Pour la première fois depuis longtemps, Gwen sentit une larme couler sur sa joue, une larme unique, mais porteuse de tant de choses.
- Elle m’avait posée une question, un jour, confessa Poséidon. Une question à laquelle je n’ai pas répondu. Elle m’a demandé pourquoi je l’ai choisi. Et elle a ajouté que je regrettais surement déjà. C’était une raison un peu étrange, pour être honnête.
Il eut un sourire mélancolique, puis déclara :
- Il y avait autrefois un couple béni par les dieux. Leur première enfant avait reçu des pouvoirs divins, mais la seconde rien. Athéna n’a pas mis longtemps à y remédier, mais pour ma part je ne voulais pas me précipiter. Surtout que je ne voulais pas partager quoi que ce soit avec elle, même une mortelle. Un jour, ce jeune couple et leurs deux enfants son venu à la mer. Et, pendant qu’ils se baignaient, un bébé tortu tournait autour de la deuxième petite fille. Noémie riait, à chaque fois que la petite tortue approchait et s’éloignait elle applaudissait. Ensuite, ils sont allés sur la plage, hors de l’eau, et la petite tortue, qui ne voulait pas quitter la petite fille, les a suivis. Une vague l’a poussée hors de l’eau, ou elle serait surement morte asséchée sans Noémie. Parce que quand cette petite fille d’à peine un an à vue la petite tortue hors de l’eau, elle a profité d’un moment d’inattention de ses parents pour la prendre dans ses paumes et la déposer dans la mer. C’est à ce moment que je l’ai bénie.

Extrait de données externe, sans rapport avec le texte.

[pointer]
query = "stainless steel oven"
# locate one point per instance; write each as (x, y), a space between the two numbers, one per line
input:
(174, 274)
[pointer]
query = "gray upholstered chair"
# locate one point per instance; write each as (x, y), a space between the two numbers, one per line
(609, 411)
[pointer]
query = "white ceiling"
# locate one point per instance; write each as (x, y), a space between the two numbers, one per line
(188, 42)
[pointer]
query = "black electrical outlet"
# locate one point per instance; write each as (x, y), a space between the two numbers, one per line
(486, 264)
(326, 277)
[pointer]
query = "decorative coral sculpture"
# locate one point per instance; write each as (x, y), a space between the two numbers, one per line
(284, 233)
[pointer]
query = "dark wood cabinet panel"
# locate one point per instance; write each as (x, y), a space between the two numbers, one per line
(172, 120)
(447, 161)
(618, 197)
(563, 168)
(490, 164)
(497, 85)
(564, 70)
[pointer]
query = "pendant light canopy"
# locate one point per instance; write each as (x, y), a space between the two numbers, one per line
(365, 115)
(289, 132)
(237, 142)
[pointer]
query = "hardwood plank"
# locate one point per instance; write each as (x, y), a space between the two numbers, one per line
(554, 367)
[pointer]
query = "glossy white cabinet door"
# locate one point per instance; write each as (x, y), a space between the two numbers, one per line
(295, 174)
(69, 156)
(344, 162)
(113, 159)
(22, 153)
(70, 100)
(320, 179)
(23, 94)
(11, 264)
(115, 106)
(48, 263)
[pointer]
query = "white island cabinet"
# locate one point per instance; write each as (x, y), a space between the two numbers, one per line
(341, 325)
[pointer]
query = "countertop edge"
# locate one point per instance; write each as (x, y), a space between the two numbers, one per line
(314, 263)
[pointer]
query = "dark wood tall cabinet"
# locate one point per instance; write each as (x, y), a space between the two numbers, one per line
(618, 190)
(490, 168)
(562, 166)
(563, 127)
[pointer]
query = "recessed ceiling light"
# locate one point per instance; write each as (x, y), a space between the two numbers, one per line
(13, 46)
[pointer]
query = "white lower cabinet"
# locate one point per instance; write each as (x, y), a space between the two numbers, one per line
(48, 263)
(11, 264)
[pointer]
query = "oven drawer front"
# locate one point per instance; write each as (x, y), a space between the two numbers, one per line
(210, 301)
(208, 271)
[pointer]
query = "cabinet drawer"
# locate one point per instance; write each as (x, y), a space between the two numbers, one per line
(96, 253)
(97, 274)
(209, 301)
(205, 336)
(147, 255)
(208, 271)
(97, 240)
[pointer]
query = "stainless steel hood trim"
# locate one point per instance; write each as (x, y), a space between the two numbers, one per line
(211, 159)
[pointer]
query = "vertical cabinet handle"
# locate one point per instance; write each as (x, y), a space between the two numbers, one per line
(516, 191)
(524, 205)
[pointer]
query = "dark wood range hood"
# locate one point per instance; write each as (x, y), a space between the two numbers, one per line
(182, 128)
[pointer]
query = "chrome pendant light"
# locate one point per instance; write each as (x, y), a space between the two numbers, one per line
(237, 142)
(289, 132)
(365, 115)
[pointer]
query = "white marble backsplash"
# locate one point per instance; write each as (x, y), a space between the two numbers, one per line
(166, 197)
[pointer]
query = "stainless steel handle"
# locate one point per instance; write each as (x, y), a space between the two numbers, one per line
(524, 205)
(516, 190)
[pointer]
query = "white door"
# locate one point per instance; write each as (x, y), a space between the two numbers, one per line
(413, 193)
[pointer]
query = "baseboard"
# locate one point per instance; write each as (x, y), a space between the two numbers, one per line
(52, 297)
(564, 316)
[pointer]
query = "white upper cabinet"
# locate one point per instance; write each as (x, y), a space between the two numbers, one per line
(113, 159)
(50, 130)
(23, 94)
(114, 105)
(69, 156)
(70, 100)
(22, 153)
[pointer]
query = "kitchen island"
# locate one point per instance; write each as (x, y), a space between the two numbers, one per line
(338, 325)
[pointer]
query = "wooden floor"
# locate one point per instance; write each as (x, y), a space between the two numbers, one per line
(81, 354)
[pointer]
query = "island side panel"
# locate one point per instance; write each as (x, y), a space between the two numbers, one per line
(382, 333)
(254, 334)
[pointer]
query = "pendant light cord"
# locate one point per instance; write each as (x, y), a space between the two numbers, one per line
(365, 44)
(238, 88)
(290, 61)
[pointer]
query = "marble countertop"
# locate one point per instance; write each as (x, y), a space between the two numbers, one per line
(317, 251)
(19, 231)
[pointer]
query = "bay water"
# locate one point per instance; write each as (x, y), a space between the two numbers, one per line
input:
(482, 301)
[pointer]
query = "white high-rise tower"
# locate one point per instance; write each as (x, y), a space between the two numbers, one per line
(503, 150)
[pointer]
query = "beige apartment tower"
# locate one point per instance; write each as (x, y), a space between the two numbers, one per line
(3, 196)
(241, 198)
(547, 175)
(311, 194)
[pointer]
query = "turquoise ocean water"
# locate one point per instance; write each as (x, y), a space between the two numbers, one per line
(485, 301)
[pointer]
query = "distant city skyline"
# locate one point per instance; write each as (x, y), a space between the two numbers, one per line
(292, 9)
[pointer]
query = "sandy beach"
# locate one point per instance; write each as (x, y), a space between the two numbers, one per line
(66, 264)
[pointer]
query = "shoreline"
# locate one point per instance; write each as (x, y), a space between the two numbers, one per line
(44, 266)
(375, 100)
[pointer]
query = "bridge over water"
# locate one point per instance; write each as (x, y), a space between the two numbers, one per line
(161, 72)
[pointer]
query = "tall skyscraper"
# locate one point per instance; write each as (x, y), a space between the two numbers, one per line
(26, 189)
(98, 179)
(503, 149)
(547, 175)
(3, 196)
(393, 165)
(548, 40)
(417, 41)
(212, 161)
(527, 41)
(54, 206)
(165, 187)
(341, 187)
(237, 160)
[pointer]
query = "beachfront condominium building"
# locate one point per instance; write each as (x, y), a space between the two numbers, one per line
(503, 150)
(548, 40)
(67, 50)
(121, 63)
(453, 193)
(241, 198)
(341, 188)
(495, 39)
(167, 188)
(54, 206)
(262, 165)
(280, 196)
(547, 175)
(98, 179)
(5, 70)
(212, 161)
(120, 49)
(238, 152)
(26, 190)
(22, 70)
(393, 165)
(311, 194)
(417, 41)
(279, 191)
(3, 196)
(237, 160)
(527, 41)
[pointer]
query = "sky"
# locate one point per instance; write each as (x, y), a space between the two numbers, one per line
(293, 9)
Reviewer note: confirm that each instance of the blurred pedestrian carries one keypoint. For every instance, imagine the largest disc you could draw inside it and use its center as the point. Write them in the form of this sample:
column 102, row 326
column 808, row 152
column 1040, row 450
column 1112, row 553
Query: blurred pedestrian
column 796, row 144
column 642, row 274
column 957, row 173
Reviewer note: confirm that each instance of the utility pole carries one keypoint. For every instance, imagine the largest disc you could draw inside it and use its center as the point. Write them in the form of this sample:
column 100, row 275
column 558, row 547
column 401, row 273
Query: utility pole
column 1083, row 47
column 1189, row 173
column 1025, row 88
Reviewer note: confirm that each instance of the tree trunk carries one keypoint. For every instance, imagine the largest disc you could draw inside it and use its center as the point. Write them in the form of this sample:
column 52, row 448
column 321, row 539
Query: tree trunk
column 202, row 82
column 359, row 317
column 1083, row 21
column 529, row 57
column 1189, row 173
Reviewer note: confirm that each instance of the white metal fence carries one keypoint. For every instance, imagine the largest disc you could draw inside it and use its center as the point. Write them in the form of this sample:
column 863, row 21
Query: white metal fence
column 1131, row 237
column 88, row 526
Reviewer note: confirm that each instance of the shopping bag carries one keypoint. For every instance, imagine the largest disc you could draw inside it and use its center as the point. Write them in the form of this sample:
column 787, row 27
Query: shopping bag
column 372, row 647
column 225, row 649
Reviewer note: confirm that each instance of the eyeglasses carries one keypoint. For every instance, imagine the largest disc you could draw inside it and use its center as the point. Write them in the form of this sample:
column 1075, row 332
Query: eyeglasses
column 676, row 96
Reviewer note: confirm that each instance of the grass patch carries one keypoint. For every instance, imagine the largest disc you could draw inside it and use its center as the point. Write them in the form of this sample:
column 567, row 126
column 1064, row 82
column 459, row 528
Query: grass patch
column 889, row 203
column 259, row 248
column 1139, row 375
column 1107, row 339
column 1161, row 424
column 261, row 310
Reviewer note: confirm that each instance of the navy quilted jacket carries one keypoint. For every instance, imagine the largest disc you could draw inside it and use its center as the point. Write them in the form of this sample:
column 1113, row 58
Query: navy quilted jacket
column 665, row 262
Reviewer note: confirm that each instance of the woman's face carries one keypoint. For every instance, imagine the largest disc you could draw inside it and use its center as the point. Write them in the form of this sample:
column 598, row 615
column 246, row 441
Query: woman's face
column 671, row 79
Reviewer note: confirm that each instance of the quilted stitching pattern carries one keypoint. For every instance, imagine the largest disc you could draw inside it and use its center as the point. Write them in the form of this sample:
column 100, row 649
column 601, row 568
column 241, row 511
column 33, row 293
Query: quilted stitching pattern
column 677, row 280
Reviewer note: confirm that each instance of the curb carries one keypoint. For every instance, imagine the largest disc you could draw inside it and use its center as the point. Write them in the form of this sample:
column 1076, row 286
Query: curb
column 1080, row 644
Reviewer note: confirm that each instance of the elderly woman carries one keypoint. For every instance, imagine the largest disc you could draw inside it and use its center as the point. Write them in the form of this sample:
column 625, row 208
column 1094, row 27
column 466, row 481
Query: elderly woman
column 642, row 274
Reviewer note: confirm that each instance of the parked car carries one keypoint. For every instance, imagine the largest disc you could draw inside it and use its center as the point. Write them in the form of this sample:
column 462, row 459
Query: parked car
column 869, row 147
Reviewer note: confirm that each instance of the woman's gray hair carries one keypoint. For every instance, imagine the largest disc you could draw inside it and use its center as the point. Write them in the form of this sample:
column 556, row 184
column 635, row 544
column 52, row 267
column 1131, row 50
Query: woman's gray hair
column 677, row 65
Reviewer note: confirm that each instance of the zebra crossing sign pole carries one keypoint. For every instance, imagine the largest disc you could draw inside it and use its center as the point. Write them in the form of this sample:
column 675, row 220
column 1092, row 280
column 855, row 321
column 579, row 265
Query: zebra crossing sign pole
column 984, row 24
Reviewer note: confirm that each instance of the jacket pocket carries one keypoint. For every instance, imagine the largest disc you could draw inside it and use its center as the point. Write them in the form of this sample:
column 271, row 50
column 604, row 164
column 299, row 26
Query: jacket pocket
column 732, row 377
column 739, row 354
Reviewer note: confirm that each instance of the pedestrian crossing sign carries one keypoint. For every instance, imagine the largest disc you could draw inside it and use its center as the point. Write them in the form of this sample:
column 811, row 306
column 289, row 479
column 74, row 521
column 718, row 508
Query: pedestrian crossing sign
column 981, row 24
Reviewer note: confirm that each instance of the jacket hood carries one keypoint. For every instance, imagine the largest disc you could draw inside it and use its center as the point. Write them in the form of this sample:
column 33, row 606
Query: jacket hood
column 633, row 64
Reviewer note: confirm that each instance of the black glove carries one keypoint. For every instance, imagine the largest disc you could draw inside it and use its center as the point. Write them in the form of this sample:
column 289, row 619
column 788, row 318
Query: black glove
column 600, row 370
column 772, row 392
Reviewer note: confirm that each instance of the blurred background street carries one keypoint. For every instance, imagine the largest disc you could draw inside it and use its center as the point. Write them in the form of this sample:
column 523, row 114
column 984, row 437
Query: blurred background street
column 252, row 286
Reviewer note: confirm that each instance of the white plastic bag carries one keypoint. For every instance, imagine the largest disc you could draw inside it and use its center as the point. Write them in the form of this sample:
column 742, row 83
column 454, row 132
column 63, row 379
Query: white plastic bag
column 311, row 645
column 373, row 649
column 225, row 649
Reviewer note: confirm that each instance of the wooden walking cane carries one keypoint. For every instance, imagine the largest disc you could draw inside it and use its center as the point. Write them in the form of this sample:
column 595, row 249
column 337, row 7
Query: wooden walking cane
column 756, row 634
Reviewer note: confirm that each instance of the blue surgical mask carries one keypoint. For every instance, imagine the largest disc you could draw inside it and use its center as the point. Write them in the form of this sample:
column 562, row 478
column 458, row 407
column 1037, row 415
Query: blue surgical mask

- Parce qu’elle voulait jouer avec une tortue ? ricana Gwen avec peine.
- Parce qu’elle avait bon cœur, et qu’elle respectait déjà l’océan. J’ai agis plus impulsivement que je ne le souhaitais, mais je ne l’ai pas regretté. Pas une seule fois en vingt ans.
Il tourna un regard triste vers Gwen, posant sa main sur son épaule :
- Je voulais juste que toi et ta famille le sachiez.
Et, sans un mot de plus, il s’avança dans l’eau, disparaissant progressivement dans les vaguelettes, laissant la bénie à sa peine.